I tend to think that clouds may provide a useful example to discuss but that we should not link this topic to closely to clouds so as to imply that clouds are the only or even a primary example. For the same reason I am concerned that focus on calling them "self-generated images" may be too limiting.
My suspicion is that this subject of particle flows is like eternity and infinity - the implications of this are huge and Epicurus is following the implications much more deeply than we would think of doing today. Those implications will derive from the presumption that all objects are constantly giving off streams of particles in all directions, and that these particles are constantly producing all sorts of results as their streams impact each other and interfere with each other. I think we should indeed be comparing these thoughts with modern optics/physics ideas like interference waves we discuss today. As with the example of clouds, the example of eyes and vision may be a primary example but not at all the only example. Is our understanding of magnetism today as deriving from particle flows really that much different than Epicurus is discussing? Is there really any reason to draw a bright line between our terminology of "energy" and what Epicurus was suggesting (that whatever exists has a real material basis to it)?
We haven't gotten yet to the discussion of magnetism as particle flows but that is going to be directly relevant: https://archive.org/details/lucret…e/n643/mode/2up
1743 Commentary on magnetism:
Excerpt from the text:
This is just a short clip - the whole section is important - we are not just talking about the process of sight.

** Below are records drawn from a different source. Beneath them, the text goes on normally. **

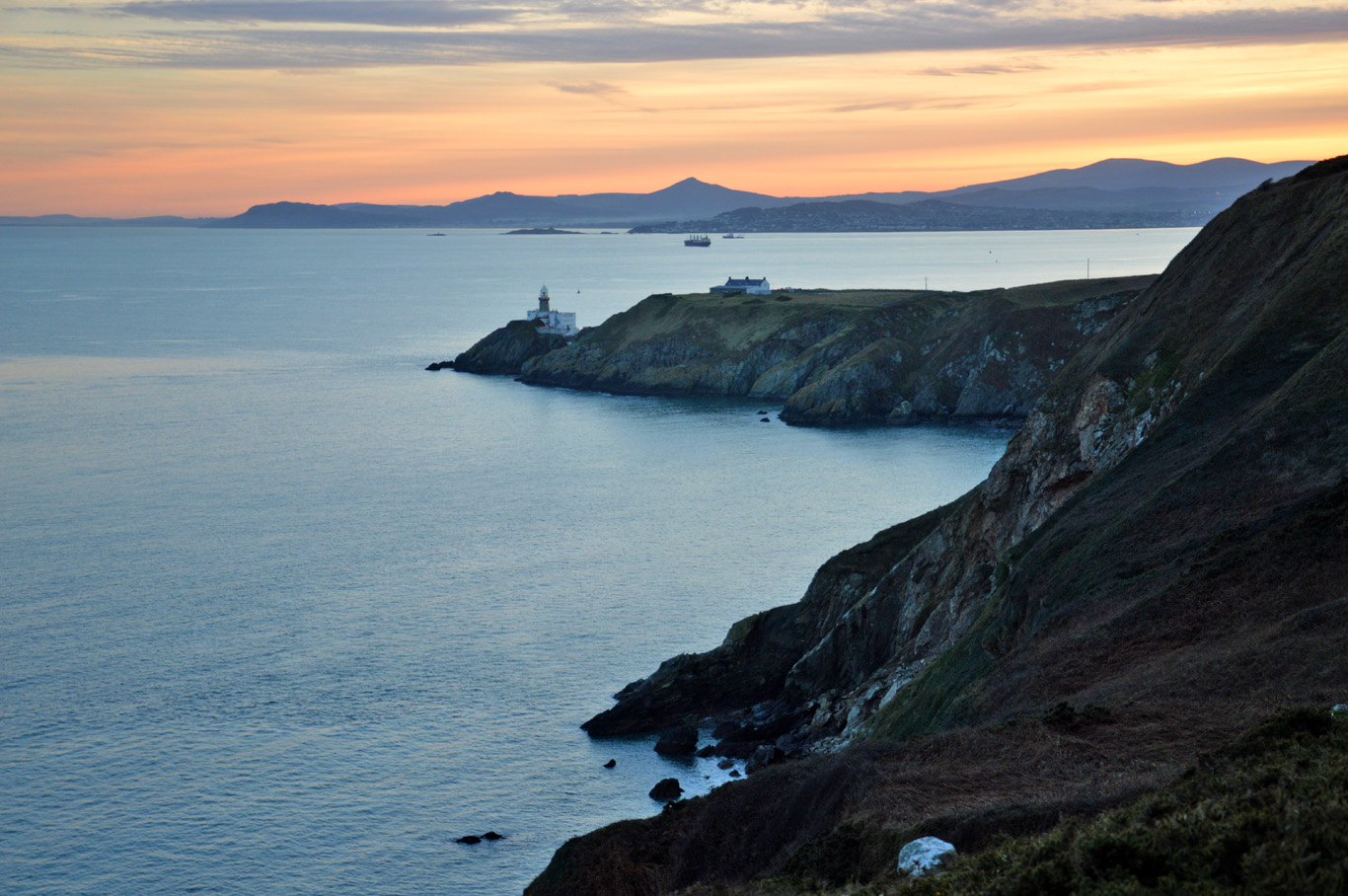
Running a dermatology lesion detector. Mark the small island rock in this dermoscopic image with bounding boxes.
[649,778,684,800]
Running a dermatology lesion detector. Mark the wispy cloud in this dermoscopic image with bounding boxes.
[8,0,1348,67]
[917,61,1051,78]
[548,81,627,99]
[104,0,518,29]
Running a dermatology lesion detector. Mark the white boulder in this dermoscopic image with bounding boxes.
[899,837,954,877]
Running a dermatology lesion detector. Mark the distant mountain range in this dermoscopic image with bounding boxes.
[0,159,1311,232]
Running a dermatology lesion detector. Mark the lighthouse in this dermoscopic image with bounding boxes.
[524,285,579,336]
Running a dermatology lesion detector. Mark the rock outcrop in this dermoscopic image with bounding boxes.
[520,277,1153,425]
[528,158,1348,896]
[453,321,566,375]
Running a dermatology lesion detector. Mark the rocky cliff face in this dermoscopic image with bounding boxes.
[530,159,1348,893]
[520,277,1152,424]
[454,321,566,375]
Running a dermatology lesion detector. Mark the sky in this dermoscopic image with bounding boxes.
[0,0,1348,217]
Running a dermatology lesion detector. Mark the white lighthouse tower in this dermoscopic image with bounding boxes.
[524,285,579,336]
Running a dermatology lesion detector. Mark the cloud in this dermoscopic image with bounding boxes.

As we continue through book four and the rest of the book we're going to confront many examples of illusions and phenomena that appear to derive from particle flows, and I think we need to keep a very open mind that his suggestions are not so ridiculous as they might seem. "Action at a distance", of which magnetism is maybe one of the easiest to grasp examples (since we can hold it in our hands so easily) must have an explanation other than magic or divinity, and as I understand the issues even as discussed today, particle flows remain a viable explanation. And if those particle flows we see in magnetism are really just one example of an essentially numberless quantity of particles flowing in all directions at all times, then Epicurus was right in considering this to be a very important subject and not just something for idle speculation.